Examples of materials that can be used include but are not limited
to polyurethane, polyurea, polyether(amide), PEBA, thermoplastic
elastomeric olefin, copolyester, and styrenic thermoplastic
elastomer, steel, aluminum, stainless steel, titanium, metal alloys
with high non-ferrous metal content and a low relative proportion
of iron, carbon fiber, glass fiber, plastics, ceramics or
combinations thereof.
[0045] The cannula may include a transparent or translucent portion
that can be visualizable by ultrasound, fluoroscopy, x-ray, or
other imaging techniques. In such embodiments, the transparent or
translucent portion may include a radiopaque material or ultrasound
responsive topography that increases the contrast of the cannula
relative to the absence of the material or topography. To reduce or
minimize beam hardening artifacts under a CT scan, low density
materials (relative to stainless steel or steel) can be used.

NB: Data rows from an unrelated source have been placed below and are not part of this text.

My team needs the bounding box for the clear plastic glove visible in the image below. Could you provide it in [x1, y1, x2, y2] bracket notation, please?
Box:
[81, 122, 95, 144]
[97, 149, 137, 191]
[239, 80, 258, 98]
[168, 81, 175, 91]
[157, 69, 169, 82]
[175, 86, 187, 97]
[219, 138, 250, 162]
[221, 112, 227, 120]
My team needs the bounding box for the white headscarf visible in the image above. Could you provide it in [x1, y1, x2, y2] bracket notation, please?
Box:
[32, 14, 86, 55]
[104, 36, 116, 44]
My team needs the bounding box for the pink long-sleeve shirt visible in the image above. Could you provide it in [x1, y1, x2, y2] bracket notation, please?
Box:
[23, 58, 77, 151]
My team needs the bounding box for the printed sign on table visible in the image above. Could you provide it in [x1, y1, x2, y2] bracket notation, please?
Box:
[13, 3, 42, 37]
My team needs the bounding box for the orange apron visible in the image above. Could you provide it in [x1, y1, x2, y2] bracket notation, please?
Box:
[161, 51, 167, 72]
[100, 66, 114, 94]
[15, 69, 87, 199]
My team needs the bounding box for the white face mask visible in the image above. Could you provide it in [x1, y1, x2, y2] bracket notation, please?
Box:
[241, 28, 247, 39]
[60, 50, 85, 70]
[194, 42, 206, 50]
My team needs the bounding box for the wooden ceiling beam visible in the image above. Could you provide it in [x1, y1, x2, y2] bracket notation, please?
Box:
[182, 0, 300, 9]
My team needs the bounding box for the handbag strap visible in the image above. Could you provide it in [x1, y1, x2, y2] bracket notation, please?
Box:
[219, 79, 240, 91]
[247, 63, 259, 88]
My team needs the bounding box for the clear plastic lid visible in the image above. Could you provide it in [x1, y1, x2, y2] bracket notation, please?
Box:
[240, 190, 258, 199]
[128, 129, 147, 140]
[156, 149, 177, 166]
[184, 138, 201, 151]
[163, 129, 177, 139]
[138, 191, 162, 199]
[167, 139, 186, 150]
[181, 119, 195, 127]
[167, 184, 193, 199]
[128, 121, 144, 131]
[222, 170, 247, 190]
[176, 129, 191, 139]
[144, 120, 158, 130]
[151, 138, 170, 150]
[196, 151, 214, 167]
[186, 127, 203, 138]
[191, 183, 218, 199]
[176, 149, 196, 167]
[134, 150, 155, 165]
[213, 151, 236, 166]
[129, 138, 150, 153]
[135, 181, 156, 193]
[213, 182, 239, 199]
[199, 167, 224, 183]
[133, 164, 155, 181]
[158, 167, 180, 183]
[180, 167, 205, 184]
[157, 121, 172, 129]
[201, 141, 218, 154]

[0046] The cannula may also include one or more tapered regions or
have a tip style designed for accurate treatment of the patient
depending on the site for implantation. Examples of tip styles
include, for example, Trephine, Cournand, Veress, Huber, Seldinger,
Chiba, Francine, Bias, Crawford, deflected tips, Hustead, Lancet,
or Tuohey. Ideally, the cannula is packaged together with a sheath
covering the distal end thereof prior to use to avoid unwanted
needle sticks.
[0047] The dimensions of the cannula, among other things, will
depend on the site for implantation. For example, the width of the
epidural space is only about 3-5 mm for the thoracic region and
about 5-7 mm for the lumbar region. Thus, the cannula can be
designed for these specific areas. In various embodiments, the
cannula may be inserted using a transforaminal approach in the
spinal foramen space, for example, along an inflamed nerve root and
the drug depot implanted at this site for treating the condition.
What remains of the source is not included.